Levonorgestrel can be released directly into the uterine cavity, where it causes pronounced endometrial suppression, although the dose of hormone is so low that the effect on ovarian function is negligible. The levonorgestrel-releasing intrauterine system (LNG-IUS) consists of a plain Nova-T device with a silastic reservoir attached to the vertical arm. The silastic reservoir is impregnated with levonorgestrel and is covered with a rate-limiting silastic membrane. The release rate oflevonorgestrel is approximately 20 microg/24 h for at least 5 years. The contraceptive efficacy of the LNG-IUS has been studied in a randomized, comparative trial over 5 years. A total of 1,821 women were fitted with the LNG-IUS and were compared with 937 women who were using the copper-releasing device, Nova-T. The continuation rates were 46.9 for the LNG-IUS and 44.5 for the Nova-T. The cumulative gross pregnancy rates were 0.5 for the LNG-IUS and 5.9 for the Nova-T. The Pearl index after 5 years was 0.09/100 woman-years for the LNG-IUS and the ectopic pregnancy rate was 0.02/100 woman-years. There were less withdrawals because of bleeding problems and pelvic inflammatory disease in the LNG-IUS group compared with the Nova-T group, but there were more withdrawals because of hormonal side-effects and absence of bleeding. There were no differences in the return of fertility after removal of the LNG-IUS and the Nova-T. All women will notice a change in their bleeding pattern after the LNG-IUS has been inserted and some will initially experience many days of spotting. It is extremely important to counsel women about the changes in bleeding pattern that will occur with the LNG-IUS before the system is fitted. One of the advantages of the LNG-IUS is that menstrual blood loss will decrease (and therefore hemoglobin levels will increase), which means that the LNG-IUS is one of the most effective reversible long-term treatments of idiopathic menorrhagia. The LNG-IUS can be used successfully throughout the reproductive period for effective contraception and treatment of menorrhagia. In addition, this system provides endometrial protection. Women who suffer from climacteric symptoms while they are using the LNG-IUS can be given estrogen to relieve their symptoms.

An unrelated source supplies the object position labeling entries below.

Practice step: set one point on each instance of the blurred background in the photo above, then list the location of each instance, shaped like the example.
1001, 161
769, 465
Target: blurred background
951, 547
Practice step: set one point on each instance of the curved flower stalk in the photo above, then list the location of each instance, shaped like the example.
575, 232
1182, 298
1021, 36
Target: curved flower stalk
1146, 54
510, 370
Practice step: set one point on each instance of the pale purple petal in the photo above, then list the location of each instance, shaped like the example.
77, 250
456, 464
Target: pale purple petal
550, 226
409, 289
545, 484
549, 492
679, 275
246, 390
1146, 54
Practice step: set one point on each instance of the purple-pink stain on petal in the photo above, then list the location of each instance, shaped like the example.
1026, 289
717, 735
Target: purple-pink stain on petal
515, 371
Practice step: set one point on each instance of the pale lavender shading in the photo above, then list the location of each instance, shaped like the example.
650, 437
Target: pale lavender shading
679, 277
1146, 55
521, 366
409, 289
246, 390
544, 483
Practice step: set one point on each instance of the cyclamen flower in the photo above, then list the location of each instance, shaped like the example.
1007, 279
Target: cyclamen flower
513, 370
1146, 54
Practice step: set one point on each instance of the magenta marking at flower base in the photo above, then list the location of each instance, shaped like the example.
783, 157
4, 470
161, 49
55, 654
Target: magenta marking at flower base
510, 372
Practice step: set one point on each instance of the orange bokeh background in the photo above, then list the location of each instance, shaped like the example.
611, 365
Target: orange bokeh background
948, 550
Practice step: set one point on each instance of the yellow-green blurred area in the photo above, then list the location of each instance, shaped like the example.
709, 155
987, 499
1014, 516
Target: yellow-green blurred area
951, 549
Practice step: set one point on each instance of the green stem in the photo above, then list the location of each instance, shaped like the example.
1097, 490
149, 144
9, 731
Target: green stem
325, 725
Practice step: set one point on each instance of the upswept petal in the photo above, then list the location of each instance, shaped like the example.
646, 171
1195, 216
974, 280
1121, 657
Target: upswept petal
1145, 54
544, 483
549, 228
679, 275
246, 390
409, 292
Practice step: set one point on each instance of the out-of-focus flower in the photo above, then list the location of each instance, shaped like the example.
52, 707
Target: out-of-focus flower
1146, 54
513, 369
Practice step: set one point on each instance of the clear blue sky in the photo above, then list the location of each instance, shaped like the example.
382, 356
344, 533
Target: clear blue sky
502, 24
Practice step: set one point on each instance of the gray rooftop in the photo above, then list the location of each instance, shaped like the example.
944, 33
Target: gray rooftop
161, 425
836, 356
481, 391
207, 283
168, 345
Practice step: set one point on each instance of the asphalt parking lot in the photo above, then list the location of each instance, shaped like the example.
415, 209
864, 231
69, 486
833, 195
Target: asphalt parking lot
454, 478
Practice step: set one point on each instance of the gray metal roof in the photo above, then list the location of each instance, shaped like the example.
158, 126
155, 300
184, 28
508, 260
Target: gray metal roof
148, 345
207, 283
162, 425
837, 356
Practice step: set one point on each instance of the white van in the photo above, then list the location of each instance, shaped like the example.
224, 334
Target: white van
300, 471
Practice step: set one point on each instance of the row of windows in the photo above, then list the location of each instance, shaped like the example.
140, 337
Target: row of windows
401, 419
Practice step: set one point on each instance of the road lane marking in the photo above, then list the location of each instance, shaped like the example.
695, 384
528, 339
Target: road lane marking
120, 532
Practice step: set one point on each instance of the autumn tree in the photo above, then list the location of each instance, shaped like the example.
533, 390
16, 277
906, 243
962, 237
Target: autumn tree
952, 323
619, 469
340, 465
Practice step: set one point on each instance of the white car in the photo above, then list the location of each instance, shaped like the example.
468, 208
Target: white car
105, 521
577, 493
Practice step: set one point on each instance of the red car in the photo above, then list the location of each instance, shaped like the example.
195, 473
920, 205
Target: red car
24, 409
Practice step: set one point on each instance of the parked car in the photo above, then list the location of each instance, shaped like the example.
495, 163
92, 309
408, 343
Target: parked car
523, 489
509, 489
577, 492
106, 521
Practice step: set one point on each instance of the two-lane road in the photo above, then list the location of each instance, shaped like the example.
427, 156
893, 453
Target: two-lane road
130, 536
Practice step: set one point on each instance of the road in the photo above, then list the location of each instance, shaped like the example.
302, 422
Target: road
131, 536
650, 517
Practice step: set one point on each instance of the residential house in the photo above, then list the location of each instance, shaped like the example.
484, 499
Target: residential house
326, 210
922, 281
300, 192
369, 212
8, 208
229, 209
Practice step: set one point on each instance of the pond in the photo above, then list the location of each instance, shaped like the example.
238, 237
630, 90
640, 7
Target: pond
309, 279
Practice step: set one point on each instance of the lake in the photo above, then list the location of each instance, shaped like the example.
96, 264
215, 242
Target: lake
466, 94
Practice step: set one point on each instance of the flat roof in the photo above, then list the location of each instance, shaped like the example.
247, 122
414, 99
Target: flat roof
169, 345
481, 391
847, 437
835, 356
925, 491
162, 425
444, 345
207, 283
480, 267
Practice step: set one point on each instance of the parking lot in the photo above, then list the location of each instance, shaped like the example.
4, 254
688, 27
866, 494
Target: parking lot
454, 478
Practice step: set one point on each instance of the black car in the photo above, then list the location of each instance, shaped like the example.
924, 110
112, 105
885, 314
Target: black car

左炔诺孕酮可直接释放至宫腔内,在宫腔内它会导致明显的子宫内膜抑制,尽管激素剂量很低,以至于对卵巢功能的影响可忽略不计。左炔诺孕酮宫内节育系统(LNG-IUS)由一个普通的Nova-T装置和一个附着在垂直臂上的硅橡胶储器组成。硅橡胶储器浸渍有左炔诺孕酮,并覆盖有一层限速硅橡胶膜。左炔诺孕酮的释放速率约为20微克/24小时,至少持续5年。LNG-IUS的避孕效果已在一项为期5年的随机对照试验中进行了研究。共有1821名妇女使用了LNG-IUS,并与937名使用含铜节育器Nova-T的妇女进行了比较。LNG-IUS的持续使用率为46.9%,Nova-T为44.5%。LNG-IUS的累积总妊娠率为0.5%,Nova-T为5.9%。5年后LNG-IUS的Pearl指数为0.09/100妇女年,异位妊娠率为0.02/100妇女年。与Nova-T组相比,LNG-IUS组因出血问题和盆腔炎而停药的情况较少,但因激素副作用和无出血而停药的情况较多。取出LNG-IUS和Nova-T后,生育能力恢复情况没有差异。所有妇女在插入LNG-IUS后都会注意到其出血模式的变化,一些妇女最初会经历多天的点滴出血。在放置该系统之前,向妇女咨询LNG-IUS将会引起的出血模式变化非常重要。LNG-IUS的优点之一是月经量会减少(因此血红蛋白水平会升高),这意味着LNG-IUS是特发性月经过多最有效的可逆性长期治疗方法之一。LNG-IUS可在整个生育期成功用于有效避孕和治疗月经过多。此外,该系统还能提供子宫内膜保护。使用LNG-IUS时出现更年期症状的妇女可给予雌激素以缓解症状。